There is a line of argument that, because stuttering seems to be totally different in many respects from other speech disorders, training for stuttering therapy doesn't need to be conducted as part of a complete speech-language and hearing curriculum. Some have gone so far as to say that stuttering is not really a speech disorder and that therapy should be taught as part of a psychology curriculum. While I've had some sympathy for the first viewpoint (though not the second) in the past, this diminishes as I progress through my graduate studies.

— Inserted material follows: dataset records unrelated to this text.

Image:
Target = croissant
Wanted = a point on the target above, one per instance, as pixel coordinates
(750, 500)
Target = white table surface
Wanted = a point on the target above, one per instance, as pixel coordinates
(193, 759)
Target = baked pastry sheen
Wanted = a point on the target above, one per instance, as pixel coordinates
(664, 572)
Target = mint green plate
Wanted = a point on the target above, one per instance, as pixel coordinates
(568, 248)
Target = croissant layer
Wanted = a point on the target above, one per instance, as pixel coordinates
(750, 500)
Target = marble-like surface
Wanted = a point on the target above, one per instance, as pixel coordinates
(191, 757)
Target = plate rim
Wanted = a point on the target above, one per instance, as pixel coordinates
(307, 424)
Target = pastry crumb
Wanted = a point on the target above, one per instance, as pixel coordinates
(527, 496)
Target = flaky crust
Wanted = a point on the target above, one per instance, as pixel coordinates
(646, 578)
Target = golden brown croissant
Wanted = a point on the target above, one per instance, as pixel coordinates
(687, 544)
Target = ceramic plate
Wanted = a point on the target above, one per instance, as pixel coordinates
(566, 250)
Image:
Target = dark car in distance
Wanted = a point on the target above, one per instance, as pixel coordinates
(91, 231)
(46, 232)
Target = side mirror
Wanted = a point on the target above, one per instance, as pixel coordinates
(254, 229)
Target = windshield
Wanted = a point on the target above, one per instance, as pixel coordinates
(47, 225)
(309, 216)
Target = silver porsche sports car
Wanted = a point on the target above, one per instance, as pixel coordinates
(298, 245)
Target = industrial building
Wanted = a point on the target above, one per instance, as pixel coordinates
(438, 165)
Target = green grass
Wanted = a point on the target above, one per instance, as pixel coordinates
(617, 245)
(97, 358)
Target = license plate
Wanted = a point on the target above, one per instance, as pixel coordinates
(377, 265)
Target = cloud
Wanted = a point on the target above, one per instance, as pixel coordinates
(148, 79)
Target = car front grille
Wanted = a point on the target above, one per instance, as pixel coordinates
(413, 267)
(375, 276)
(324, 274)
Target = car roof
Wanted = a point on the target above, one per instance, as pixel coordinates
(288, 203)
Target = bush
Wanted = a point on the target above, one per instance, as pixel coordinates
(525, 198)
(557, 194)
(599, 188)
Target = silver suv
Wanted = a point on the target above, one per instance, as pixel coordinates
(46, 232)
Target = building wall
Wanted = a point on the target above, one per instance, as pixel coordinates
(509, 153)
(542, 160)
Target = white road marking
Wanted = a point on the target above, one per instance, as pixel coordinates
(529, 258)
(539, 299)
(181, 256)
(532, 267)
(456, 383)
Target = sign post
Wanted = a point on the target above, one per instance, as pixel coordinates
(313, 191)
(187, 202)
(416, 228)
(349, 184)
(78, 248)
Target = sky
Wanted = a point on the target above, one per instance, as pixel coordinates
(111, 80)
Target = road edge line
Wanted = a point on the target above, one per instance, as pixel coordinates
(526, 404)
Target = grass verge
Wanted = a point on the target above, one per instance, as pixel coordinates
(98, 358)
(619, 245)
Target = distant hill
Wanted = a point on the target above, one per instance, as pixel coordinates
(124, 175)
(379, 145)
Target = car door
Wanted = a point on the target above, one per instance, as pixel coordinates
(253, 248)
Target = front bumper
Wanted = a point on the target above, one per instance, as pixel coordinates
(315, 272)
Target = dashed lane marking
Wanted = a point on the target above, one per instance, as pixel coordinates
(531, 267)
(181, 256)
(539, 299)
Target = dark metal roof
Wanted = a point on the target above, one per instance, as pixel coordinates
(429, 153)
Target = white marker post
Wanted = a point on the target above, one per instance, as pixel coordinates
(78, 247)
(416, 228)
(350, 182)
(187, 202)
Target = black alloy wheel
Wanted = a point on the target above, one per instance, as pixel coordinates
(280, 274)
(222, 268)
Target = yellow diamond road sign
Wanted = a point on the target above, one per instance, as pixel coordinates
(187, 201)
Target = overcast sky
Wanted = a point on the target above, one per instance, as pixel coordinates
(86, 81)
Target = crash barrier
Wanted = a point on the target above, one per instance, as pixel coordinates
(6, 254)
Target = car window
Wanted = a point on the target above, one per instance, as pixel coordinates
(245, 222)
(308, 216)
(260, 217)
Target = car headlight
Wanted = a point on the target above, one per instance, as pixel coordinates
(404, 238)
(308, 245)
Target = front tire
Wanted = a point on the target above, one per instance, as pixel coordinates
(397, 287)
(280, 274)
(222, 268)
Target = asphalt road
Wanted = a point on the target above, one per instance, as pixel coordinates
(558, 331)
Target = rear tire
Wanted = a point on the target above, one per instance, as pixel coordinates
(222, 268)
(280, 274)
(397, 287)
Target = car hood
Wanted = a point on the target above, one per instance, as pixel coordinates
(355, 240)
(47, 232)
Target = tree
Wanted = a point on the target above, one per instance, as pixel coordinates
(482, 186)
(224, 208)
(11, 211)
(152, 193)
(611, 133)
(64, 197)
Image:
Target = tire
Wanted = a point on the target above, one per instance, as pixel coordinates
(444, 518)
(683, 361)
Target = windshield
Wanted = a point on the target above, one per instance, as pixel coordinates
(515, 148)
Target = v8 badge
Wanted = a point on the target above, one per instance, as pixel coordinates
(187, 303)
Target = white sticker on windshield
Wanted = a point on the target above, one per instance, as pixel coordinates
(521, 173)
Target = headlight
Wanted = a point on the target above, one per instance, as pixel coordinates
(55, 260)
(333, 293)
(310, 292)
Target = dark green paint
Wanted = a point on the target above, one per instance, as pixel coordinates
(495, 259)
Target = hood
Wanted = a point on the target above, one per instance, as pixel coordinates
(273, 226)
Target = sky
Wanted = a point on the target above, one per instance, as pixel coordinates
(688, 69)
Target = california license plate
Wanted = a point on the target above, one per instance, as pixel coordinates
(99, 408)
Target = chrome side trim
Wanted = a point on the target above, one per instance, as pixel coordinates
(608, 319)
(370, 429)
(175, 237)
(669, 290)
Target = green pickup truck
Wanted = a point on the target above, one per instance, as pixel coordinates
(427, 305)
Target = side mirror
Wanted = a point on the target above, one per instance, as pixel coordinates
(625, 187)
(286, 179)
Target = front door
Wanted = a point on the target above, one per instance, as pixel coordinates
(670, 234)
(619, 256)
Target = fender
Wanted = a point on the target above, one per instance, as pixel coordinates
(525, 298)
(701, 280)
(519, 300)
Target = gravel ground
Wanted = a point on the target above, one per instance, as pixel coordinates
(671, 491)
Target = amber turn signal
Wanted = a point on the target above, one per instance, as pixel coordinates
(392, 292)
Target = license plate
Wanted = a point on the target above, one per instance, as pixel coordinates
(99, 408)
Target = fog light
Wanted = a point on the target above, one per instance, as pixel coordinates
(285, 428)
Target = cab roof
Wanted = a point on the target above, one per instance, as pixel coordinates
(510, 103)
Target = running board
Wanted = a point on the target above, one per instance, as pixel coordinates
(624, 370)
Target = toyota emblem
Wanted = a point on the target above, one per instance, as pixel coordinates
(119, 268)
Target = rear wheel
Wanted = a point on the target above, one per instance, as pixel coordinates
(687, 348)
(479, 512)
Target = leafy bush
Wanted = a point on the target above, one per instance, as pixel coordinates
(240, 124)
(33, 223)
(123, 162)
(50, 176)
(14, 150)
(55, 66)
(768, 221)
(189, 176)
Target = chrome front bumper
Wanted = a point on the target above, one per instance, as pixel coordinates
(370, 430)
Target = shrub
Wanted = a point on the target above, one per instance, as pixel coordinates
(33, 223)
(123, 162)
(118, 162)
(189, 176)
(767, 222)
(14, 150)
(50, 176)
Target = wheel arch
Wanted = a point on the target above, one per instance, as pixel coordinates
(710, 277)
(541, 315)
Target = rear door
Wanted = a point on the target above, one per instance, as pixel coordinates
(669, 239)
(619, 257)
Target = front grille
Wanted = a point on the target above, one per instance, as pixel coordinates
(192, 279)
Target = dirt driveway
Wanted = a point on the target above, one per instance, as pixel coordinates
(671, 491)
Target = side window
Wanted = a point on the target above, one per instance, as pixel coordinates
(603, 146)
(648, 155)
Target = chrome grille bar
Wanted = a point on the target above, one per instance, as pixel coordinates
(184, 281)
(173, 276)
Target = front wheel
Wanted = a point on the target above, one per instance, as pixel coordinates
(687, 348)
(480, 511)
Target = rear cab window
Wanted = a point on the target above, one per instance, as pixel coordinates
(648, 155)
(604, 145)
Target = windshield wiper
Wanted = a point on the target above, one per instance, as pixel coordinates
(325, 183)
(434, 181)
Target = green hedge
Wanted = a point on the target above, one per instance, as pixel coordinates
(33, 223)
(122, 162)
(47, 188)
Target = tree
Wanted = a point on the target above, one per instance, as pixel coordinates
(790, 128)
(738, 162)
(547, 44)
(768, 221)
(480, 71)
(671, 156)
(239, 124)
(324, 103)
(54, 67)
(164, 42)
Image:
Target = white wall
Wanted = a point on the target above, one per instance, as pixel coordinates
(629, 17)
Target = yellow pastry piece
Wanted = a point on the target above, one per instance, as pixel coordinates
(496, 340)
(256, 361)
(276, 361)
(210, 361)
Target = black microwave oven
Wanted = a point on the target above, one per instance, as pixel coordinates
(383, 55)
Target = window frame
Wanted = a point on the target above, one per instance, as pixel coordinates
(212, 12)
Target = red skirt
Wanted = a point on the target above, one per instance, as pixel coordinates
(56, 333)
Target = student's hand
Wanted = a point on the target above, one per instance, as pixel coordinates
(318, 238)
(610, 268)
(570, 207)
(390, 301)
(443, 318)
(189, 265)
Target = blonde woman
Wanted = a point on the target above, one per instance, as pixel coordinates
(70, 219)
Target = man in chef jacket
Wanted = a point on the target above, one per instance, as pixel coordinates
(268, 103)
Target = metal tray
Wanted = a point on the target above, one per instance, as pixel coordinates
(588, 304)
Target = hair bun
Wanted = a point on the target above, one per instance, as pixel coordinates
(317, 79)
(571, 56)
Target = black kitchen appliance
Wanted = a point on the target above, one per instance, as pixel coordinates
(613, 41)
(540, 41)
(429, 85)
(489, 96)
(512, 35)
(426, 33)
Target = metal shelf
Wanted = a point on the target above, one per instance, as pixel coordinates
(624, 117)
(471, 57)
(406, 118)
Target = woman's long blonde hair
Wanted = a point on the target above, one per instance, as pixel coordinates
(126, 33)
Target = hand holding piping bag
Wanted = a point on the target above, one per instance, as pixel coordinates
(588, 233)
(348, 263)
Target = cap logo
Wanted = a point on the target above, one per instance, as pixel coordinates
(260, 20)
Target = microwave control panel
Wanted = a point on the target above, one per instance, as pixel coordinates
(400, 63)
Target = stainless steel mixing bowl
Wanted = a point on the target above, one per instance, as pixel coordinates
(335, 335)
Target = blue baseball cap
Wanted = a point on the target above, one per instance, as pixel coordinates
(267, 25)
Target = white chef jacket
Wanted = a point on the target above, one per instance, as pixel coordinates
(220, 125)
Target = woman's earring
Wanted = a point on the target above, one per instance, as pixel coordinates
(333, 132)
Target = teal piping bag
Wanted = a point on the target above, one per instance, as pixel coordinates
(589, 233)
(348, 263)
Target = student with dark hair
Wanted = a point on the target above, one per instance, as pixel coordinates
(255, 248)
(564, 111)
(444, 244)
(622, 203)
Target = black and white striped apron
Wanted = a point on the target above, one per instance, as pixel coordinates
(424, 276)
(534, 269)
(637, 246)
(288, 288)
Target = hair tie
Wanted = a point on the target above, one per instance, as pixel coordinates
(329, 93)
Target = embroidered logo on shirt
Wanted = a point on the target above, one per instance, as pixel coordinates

This argument is driven by the idea that requiring future stuttering therapists to learn all of the other speech disciplines in the course of obtaining competence in clinical practice is a waste of time and actually distracts them or dilutes their interest in their specialty. I have some sympathy with this view. Most graduate students can go through an entire SLH education with only one semester-long course in stuttering. Some manage to avoid stuttering coursework entirely. Meanwhile, the student interested in stuttering therapy will be required to take one or more courses in a variety of other areas such as phonology, motor-speech, voice, aural (hearing) rehabilitation, aphasia, cognitive disorders, learning-language disorders (child and adult), and augmentative and alternative communication. Because of the low incidence of stuttering (relative to, say, articulatory problems) and the appropriate definition of stuttering as a separate disorder with its own set of issues, stuttering is rarely even mentioned during many of these other courses.

Further, there are a number of ongoing debates about mismatches and omissions in the SLH curriculum. One of the most intense concerns Dysphagia, which - for those who may not have an unabridged dictionary handy - refers to a variety of swallowing disorders. There are many people in other speech-language areas who don't think swallowing problems caused by strokes, tumors, and other maladies should be the domain of speech-language pathologists at all. The argument for including them is that 1) they have at least some acquaintance with the anatomy and normal function of the mouth, throat, and the larynx, and 2) swallowing problems often co-occur with speech and language problems caused by strokes, traumatic brain injury, and various mouth and throat cancers. This makes eminent sense for an SLP in a hospital environment or for a voice therapist in private practice. But it doesn't seem very relevant for an SLP going into an elementary school-based practice, for example.

With the reality of a clinical specialty in stuttering therapy getting closer and closer (as a result of the ongoing work of ASHA's SID-4), and with a prevailing sympathy in some quarters for the viewpoints discussed above, there's liable to be a tendency to want to break stuttering therapy training away from the SLH core curriculum. This may even be intensified by the growing claims for the efficacy of therapy programs conducted by people with no formal training in speech-language science. For a variety of reasons, I think that this would be a grave mistake.

Beefing up the academic and clinical requirements for stuttering therapy training that actually involve stuttering would be highly welcome. But I'd like to say that - without question - every single course and line of inquiry I've undertaken in graduate school (including Dysphagia) has contributed to making me more knowledgeable about stuttering and a better stuttering therapist.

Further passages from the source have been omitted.